Informational pickets were scheduled for Atlanta, Detroit Metropolitan Wayne County Airport (DTW), Los Angeles International Airport (LAX), Minneapolis–Saint Paul International Airport (MSP), John F. Kennedy International Airport (JFK), Seattle–Tacoma International Airport (SEA) and Salt Lake City International Airport (SLC), the union said.

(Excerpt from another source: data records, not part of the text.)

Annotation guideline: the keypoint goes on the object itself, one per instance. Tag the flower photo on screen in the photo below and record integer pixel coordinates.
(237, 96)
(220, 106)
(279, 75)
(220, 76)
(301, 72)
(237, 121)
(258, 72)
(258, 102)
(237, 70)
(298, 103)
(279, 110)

Earlier in the week, Delta told travelers they could rebook flights from Friday to Monday "with no fare difference or change fees." Rebooked flight must be between the same origins and destinations and completed before July 8.

While the statement to customers did not mention any looming labor action, the carrier said that "operational challenges are expected this holiday weekend" and that this "unique waiver is being issued to give you greater flexibility to plan around busy travel times, weather forecasts and other variables."

Delta CEO Ed Bastian, in a message to travelers Thursday, also did not mention any potential labor action. He apologized for a recent string of delays and canceled flights that have plagued all air travel.

"The environment we’re navigating today is unlike anything we’ve ever faced, but Delta is no stranger to challenging times, and our commitment to you is as strong as ever," Bastian said. "We won’t stop until we’ve made things right, and we’ll never stop improving for you."